A tese da atribuição do PAD a outros órgãos encontra albergue nos regramentos específicos da Brigada Militar, previsto no art. 45 da Lei Complementar nº 10.990/97, e da Polícia Civil, previsto no art. 16, III, da Lei nº 10.994/97.
Trata-se de mais um equívoco. O texto constitucional, o art. 115, IV, conduz a entendimento diametralmente oposto aquele defendido pelos que creem haver a “possibilidade de nulidade”. Na sua parte final, o inciso IV estabelece que a PGE deve emitir “pareceres nos que forem encaminhados à decisão final da governadora”. A própria Carta Magna Gaúcha distingue e excetua hipótese em que a manifestação final do PAD deva ser externa aos agentes e à instituição aos quais a Lei atribua a responsabilidade de sua execução.

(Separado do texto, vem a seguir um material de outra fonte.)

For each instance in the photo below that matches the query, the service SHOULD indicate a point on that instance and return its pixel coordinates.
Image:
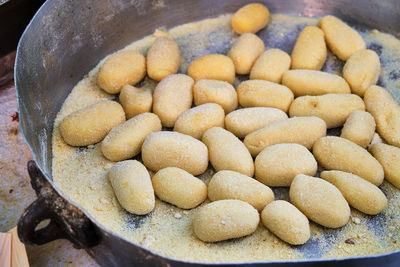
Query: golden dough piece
(361, 194)
(341, 39)
(336, 153)
(163, 58)
(212, 67)
(270, 66)
(178, 187)
(286, 221)
(359, 128)
(332, 108)
(320, 201)
(197, 120)
(313, 82)
(225, 219)
(227, 152)
(171, 149)
(243, 121)
(90, 125)
(244, 52)
(310, 51)
(119, 69)
(277, 165)
(234, 185)
(213, 91)
(132, 186)
(135, 100)
(250, 18)
(260, 93)
(386, 112)
(125, 141)
(166, 95)
(389, 157)
(362, 70)
(300, 130)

E nem poderia ser diferente, pois é por demais evidente que penas capitais de um processo administrativo disciplinar, como o da demissão, sejam de responsabilidade da autoridade máxima do Estado, sem que daí possa decorrer qualquer espécie de nulidade.
Assim, é extremamente simples concluir que se na Lei há um dispositivo genérico que prevê a exclusividade do PAD a determinados agentes e, nesta mesma Lei, há outra regra especial que visa garantir a competência exclusiva ao Governador para aplicação de penas capitais decorrentes desse PAD, não se pode supor que ocorra qualquer espécie de nulidade quando o chefe do executivo estadual for a autoridade a aplicá-la.
O que nos ensina a leitura sistêmica e conexa do disposto na Constituição Estadual e na Lei Orgânica da Advocacia de Estado, é de que tais dispositivos foram criados para assegurar que todo o PAD realizado no âmbito da administração pública estadual venha a ser realizado ao abrigo do devido processo legal, seja ele executado por órgãos e agentes específicos quando disposto em lei especial, seja pela Procuradoria-Geral do Estado quando não houver tal previsão.